Looking then to the final prejudice factor, Scott claims that Judge Ball failed to appropriately consider the impediment to his ability to locate witnesses. While not laid out in his objection, Scott did list several witnesses in his traverse, including his three former roommates, Demarco Stewart, Zachary Davis, and Lamin Williams, who he claims would have provided alibi testimony. Traverse [8] at 37.[2] The state-court record reflects that Scott's attorney was unable to locate Stewart; the prosecutor located Davis, who was living in Illinois; and Williams was subpoenaed by the prosecutor and reported for trial. State Court Record [7-3] at 22-24. So the delay's impact on his ability to find Davis and Williams is not apparent.

And in any event, Judge Ball correctly observed that Scott failed to demonstrate to the state court that these witnesses would actually provide an alibi as he now claims. Under those circumstances, the state court's ruling was reasonable. See Cowart v. Hargett, 16 F.3d 642, 648 (5th Cir. 1994) (declining to find actual prejudice resulting from the alleged inability to call an alibi witness and noting "such arguments are generally viewed with disfavor when, as here, the allegation is not supported by the production of the witness who allegedly would have altered the outcome of the trial"); see also Divers v. Cain, 698 F.3d 211, 217 (5th Cir. 2012) ("Very few petitioners' can make the requisite showing, and due to the somewhat indeterminate and fact-intensive nature of the speedy trial right, our always-substantial deference is at an apex.'" (quoting Amos v. Thornton, 646 F.3d 199, 204-05 (5th Cir. 2011)). Habeas relief based on ground three was properly denied.

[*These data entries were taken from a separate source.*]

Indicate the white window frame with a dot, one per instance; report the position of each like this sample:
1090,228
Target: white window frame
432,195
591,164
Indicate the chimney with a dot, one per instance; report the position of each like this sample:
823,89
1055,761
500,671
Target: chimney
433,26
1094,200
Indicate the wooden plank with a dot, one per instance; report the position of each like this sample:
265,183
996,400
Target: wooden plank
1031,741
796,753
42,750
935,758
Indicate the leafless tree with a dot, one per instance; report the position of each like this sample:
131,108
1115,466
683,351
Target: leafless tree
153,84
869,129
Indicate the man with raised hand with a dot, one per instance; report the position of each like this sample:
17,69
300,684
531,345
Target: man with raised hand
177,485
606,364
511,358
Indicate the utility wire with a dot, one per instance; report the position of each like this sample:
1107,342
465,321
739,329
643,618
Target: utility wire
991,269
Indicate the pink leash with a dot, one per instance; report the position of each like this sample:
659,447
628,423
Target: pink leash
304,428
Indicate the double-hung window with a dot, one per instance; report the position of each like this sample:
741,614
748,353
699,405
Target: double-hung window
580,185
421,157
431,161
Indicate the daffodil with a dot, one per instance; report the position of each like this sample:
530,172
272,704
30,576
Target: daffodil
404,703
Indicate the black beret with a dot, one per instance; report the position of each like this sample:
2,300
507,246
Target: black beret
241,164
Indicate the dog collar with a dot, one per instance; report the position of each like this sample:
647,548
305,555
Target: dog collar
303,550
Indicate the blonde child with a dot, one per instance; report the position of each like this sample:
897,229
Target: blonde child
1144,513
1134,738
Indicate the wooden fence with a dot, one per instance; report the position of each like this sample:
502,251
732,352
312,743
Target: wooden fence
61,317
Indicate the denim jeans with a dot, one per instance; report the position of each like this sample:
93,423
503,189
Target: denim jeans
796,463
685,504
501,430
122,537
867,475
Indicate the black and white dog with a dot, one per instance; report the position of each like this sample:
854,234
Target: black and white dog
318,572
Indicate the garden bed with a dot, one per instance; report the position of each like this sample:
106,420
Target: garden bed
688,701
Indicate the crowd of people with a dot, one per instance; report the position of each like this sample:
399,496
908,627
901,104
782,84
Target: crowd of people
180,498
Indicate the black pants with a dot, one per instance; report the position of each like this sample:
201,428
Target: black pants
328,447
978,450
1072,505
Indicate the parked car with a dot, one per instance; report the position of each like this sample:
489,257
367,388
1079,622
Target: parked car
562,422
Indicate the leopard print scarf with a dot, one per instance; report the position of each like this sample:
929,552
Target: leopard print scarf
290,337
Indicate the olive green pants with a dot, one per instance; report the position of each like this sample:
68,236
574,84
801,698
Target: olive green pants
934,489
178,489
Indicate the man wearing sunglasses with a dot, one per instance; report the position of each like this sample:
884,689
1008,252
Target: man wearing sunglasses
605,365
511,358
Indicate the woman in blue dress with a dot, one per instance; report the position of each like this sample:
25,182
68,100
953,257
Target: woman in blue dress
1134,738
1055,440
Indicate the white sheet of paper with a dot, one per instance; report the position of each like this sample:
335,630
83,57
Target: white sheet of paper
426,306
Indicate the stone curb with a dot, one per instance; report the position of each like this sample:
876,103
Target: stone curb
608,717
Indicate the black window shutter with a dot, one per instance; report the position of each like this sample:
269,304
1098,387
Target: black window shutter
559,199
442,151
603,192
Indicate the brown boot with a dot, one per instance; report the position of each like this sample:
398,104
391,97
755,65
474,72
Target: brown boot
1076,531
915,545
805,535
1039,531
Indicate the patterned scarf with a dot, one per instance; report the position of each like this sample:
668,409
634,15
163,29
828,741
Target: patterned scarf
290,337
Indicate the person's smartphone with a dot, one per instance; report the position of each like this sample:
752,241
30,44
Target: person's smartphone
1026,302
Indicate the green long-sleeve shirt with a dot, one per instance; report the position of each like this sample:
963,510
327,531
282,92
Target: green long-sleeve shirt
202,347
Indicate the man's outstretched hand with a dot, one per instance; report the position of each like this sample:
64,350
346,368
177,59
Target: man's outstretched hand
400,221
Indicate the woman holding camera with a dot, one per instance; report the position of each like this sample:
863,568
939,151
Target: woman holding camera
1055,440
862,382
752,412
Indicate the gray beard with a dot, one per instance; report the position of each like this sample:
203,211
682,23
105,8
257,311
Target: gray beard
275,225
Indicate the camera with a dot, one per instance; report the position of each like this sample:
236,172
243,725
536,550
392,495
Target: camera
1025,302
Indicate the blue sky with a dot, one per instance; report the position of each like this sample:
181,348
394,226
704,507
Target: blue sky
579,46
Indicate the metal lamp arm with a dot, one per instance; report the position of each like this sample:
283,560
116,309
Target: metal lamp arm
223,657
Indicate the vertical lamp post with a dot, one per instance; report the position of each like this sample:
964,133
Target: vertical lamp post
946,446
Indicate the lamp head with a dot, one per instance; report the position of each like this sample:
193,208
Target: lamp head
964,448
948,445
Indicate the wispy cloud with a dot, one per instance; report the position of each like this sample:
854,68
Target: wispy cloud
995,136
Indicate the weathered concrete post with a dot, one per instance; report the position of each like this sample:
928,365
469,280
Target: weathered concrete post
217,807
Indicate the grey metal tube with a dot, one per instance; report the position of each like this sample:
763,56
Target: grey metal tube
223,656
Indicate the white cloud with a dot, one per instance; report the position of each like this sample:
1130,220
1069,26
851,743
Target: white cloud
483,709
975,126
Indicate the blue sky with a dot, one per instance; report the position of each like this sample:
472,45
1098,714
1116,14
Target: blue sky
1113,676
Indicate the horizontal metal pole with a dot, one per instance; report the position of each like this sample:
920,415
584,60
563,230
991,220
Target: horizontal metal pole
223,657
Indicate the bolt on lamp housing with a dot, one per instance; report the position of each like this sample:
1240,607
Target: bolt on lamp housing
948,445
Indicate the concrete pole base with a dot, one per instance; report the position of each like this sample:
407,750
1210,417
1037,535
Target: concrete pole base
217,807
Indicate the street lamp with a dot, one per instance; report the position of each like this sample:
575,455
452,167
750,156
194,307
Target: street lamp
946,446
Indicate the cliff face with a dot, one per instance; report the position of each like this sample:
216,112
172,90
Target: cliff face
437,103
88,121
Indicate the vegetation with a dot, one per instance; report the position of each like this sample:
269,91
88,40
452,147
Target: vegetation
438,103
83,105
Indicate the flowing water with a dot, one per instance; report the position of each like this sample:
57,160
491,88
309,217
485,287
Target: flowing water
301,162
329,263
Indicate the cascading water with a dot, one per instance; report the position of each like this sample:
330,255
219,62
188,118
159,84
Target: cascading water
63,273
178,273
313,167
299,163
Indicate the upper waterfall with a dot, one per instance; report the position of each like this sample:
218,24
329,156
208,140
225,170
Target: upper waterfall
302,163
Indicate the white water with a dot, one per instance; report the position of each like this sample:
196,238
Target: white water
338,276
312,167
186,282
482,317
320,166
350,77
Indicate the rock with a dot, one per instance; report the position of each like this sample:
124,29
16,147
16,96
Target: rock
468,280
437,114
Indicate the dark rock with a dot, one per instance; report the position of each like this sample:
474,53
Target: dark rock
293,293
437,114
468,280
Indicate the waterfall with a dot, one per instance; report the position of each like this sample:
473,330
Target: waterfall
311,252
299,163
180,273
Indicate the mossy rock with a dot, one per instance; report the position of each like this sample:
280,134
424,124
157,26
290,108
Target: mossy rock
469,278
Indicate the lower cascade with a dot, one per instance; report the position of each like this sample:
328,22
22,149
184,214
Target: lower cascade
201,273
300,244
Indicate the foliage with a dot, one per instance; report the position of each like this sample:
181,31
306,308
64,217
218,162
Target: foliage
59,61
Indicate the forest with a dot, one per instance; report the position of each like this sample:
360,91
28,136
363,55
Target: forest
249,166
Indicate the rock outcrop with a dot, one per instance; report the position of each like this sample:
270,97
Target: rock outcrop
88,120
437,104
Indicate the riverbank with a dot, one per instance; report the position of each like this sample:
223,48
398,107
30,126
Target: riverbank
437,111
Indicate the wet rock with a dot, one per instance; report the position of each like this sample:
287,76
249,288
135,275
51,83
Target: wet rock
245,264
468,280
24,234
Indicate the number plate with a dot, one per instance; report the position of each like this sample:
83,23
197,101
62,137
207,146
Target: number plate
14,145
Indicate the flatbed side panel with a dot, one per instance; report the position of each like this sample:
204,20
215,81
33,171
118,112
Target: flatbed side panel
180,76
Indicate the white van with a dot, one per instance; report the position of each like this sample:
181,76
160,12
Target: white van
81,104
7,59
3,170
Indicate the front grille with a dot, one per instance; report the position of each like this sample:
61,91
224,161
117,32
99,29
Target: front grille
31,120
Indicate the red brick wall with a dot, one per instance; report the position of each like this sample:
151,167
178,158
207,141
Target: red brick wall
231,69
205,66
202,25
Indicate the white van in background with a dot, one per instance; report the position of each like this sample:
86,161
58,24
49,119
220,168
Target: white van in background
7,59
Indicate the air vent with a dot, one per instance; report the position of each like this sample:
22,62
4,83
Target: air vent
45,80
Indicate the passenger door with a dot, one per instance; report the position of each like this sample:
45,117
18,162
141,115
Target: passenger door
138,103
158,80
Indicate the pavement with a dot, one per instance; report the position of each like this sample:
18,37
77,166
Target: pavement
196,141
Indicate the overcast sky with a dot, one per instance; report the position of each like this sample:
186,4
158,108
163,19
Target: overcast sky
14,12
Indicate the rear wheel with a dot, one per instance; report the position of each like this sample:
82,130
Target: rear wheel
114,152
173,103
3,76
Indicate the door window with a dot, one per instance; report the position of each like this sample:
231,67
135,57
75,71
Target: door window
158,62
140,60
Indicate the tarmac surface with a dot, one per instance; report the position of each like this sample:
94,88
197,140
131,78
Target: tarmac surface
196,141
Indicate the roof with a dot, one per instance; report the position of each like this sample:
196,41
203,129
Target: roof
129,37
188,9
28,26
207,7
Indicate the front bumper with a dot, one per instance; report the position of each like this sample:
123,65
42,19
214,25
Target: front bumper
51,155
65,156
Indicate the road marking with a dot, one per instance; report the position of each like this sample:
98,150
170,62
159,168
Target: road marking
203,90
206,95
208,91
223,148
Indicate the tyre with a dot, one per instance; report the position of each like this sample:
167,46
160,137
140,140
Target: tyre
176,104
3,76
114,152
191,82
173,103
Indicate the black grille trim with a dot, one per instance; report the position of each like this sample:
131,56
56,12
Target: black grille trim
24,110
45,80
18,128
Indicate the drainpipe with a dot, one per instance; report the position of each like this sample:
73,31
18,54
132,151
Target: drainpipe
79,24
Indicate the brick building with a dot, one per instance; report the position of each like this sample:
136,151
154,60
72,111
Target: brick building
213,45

4. Ground Four: Ineffective Assistance of Counsel

Ineffective assistance claims are analyzed using the test set out in Strickland v. Washington, which is "highly deferential." 466 U.S. 668, 689 (1984). And "[e]stablishing that a state court's application of Strickland was unreasonable under § 2254(d) is all the more difficult." Harrington, 131 S.Ct. at 788. "When § 2254(d) applies, the question is not whether counsel's actions were reasonable. The question is whether there is any reasonable argument that counsel satisfied Strickland's deferential standard." Id. In other words, the standard is "doubly deferential." Knowles v. Mirzayance, 556 U.S. 111, 123 (2009). Scott argues in favor of the application of the standard set forth in Lowery v. Caldwell, 575 F.2d 727 (9th Cir. 1978), a Ninth Circuit Court of Appeals case that pre-dates Strickland. But as the Court has explained, the focus under § 2254(d)(2) is on the decisions of the United States Supreme Court. Judge Ball's analysis of this issue was thorough and requires no additional comment.

III. Conclusion

In sum, the Court finds that the Report and Recommendation of Magistrate Judge F. Keith Ball should be adopted in its entirely and this action should be dismissed with prejudice. Arguments not specifically addressed in this Order were considered by the Court and would not change the result. A separate judgment will be entered in accordance with Federal Rule of Civil Procedure 58.